What is a retention of title clause?

Some businesses that sell goods on credit use what is known as a "retention of title" clause (or ROT clause) as part of their trading terms. A basic retention of title clause provides that ownership of the goods supplied does not pass to the customer until payment has been made for those goods. That is the supplier retains title in the goods. This give the supplier the right to reclaim the goods supplied if the customer does not pay for them.

A retention of title clause is often referred to as a Romalpa Clause, being named after the leading case in the area, Aluminium Industrie Vaasen B.V. -v- Romalpa Aluminium Ltd.

Why are they used?

The Sales of Goods Acts in the various States provide that title to (ownership of) goods passes "when intended". This usually is interpreted as when possession of the goods is passed to the customer.

On a credit sale, ownership of an item would then pass before payment has been received. A retention of title clause stops ownership from passing with possession - the intention now being ownership passing when the invoice is paid. This gives the supplier some protection when customers cannot pay for the goods.

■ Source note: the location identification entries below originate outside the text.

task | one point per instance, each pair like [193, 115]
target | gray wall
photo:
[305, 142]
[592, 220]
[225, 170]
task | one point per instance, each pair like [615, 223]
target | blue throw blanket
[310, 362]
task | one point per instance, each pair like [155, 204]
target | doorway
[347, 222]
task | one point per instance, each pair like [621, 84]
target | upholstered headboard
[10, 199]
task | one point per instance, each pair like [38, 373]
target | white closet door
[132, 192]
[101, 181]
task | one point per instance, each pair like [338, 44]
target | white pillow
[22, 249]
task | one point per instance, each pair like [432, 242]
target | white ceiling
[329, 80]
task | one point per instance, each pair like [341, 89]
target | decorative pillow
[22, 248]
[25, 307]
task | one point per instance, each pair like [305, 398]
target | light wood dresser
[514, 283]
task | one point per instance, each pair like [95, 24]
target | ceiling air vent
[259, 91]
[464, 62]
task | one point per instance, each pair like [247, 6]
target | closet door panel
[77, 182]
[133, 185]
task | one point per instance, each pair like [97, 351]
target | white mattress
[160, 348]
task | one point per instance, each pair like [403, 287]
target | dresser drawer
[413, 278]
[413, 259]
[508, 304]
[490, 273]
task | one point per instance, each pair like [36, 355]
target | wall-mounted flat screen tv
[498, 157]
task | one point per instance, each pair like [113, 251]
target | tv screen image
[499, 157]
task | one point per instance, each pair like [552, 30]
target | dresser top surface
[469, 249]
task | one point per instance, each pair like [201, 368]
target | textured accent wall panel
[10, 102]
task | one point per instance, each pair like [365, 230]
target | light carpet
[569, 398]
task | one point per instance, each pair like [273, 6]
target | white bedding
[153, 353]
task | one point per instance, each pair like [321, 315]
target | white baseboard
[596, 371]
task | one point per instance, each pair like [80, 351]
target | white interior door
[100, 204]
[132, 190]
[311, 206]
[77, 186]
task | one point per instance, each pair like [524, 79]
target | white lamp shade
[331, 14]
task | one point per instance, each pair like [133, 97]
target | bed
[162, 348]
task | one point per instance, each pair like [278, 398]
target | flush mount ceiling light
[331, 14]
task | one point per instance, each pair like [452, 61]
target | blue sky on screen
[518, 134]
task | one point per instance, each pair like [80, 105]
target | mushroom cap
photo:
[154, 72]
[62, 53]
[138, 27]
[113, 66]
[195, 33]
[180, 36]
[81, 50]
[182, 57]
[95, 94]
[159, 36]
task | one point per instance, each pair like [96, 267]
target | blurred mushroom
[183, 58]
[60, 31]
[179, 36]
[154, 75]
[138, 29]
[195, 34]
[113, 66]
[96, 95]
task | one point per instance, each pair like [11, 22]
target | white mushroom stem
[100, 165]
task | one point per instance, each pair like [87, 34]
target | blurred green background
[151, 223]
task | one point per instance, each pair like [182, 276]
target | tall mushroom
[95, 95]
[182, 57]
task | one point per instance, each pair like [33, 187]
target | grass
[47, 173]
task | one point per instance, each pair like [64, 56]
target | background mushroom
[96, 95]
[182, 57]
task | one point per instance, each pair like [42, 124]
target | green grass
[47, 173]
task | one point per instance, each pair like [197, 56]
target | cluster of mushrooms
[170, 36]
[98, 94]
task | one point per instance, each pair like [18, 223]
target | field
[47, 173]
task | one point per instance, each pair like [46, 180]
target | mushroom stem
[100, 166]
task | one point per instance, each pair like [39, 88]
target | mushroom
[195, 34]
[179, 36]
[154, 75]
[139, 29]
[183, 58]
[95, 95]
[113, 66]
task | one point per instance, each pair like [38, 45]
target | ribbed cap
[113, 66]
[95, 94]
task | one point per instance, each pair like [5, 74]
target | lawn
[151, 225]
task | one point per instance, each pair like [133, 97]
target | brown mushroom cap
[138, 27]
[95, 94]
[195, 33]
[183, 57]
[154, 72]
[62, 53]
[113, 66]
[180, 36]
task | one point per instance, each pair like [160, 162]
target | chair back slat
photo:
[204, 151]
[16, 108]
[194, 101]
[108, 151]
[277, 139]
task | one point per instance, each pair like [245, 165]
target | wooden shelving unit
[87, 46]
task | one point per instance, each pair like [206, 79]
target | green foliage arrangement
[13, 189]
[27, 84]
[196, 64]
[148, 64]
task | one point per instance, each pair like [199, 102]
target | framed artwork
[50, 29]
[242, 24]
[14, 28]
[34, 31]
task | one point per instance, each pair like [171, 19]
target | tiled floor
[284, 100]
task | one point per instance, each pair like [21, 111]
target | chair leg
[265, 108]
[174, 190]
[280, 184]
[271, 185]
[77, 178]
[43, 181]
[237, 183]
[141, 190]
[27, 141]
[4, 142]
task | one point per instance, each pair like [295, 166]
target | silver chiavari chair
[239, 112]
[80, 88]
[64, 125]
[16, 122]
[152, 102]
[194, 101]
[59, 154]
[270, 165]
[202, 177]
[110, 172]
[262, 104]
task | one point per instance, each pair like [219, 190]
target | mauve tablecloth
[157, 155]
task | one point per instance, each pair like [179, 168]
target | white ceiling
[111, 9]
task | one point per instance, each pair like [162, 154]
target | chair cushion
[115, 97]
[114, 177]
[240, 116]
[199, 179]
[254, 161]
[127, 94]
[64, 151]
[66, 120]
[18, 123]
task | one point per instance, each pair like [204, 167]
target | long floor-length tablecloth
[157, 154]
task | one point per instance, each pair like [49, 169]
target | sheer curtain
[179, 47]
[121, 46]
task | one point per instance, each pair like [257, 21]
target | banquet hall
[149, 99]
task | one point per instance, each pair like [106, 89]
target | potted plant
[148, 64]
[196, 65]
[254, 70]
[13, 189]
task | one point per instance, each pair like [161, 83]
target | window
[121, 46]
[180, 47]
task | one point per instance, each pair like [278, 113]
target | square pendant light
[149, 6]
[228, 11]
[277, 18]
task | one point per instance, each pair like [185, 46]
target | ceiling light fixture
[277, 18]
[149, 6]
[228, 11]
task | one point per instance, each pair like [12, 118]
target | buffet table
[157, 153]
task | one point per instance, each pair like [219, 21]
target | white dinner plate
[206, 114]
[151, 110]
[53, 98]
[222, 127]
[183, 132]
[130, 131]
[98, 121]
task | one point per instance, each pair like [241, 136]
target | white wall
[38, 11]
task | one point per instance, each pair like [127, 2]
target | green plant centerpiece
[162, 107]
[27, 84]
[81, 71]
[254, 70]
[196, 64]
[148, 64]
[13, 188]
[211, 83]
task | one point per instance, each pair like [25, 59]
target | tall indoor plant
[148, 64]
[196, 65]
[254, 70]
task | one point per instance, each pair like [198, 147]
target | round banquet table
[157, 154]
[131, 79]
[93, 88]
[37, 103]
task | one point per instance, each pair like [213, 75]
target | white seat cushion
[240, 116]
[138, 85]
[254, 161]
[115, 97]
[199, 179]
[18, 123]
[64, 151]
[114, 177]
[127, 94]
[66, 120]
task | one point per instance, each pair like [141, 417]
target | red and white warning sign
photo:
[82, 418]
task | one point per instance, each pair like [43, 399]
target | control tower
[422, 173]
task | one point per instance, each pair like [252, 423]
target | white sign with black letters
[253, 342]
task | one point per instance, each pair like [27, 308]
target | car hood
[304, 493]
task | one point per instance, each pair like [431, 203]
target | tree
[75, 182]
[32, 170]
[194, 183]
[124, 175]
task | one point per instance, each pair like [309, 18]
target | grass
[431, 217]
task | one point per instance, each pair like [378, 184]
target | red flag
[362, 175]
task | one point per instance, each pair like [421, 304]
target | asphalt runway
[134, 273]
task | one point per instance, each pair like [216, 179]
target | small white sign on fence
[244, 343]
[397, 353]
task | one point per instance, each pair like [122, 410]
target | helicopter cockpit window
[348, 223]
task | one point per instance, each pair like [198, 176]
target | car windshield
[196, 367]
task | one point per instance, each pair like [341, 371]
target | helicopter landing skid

Where are these clauses usually located?

Retention of title clauses generally have to be in writing - otherwise how do you prove what the terms are?. They are usually located on credit applications as part of the standard credit supply terms, but may also be printed on the invoices and statements. Where ever it is located, it must be communicated to and be accepted by the customer before the supply of goods, or it may not be enforceable. That is, just inserting the clause on an invoice after the supply has been made will generally not suffice as an enforceable clause.

How does a supplier retake possession of the goods?

As the goods still belong to the supplier, they are entitled to get their goods back. A well written retention of title clause will state that the supplier has the right to enter the customer's premises and recover the goods if the customer does not pay for them within some stated time period. Without this access provision, taking possession of the goods may be difficult or delayed or may be trespass on the customer's property.

Is it really that easy?

Not always. Some issues are:

1. The supplier must be able to identify the actual goods that fall under the retention of title clause. That is, they must be able to identify the relevant goods and match these to an unpaid invoice covered by the clause. The supplier may not be able to collect just any goods.

2. The supplier must act within the rights given by the wording of the clause.

3. The goods collected usually have to be ones that were sold under invoices that remain unpaid. Subject to some exceptions, once that invoice is paid title will pass to the customer and the supplier will not be able to collect them, even if other money is owed under other unpaid invoices.

4. the supplier will have to determine whether the clause is valid against an external administrator. Clauses that create unregistered charges may be invalid, in whole or in part.

5. the goods will have to be in a collectable condition. If they cannot be physically separated and collected, the clause will not be effective. The goods also must be in the possession of the customer. If they have been on-sold, possession and title would have passed to another entity and they will not be collectable.

How does a supplier identify their goods?

A supplier must be able to identify the goods as ones they supplied and also as being supplied under an invoice that remains unpaid. Some suppliers use serial numbers or other identifying marks and are able to match goods to particular invoices. The onus of proving that particular goods are sold under specific invoices lies with the supplier.

What if the supplier cannot identify the goods?

The retention of title claim may not be effective if the goods cannot be identified. If the same type of goods have been supplied under two invoices, one that has been paid and one that remains unpaid, the supplier will have to identify which goods were supplied under the unpaid invoice or they may lose the right to reclaim any goods.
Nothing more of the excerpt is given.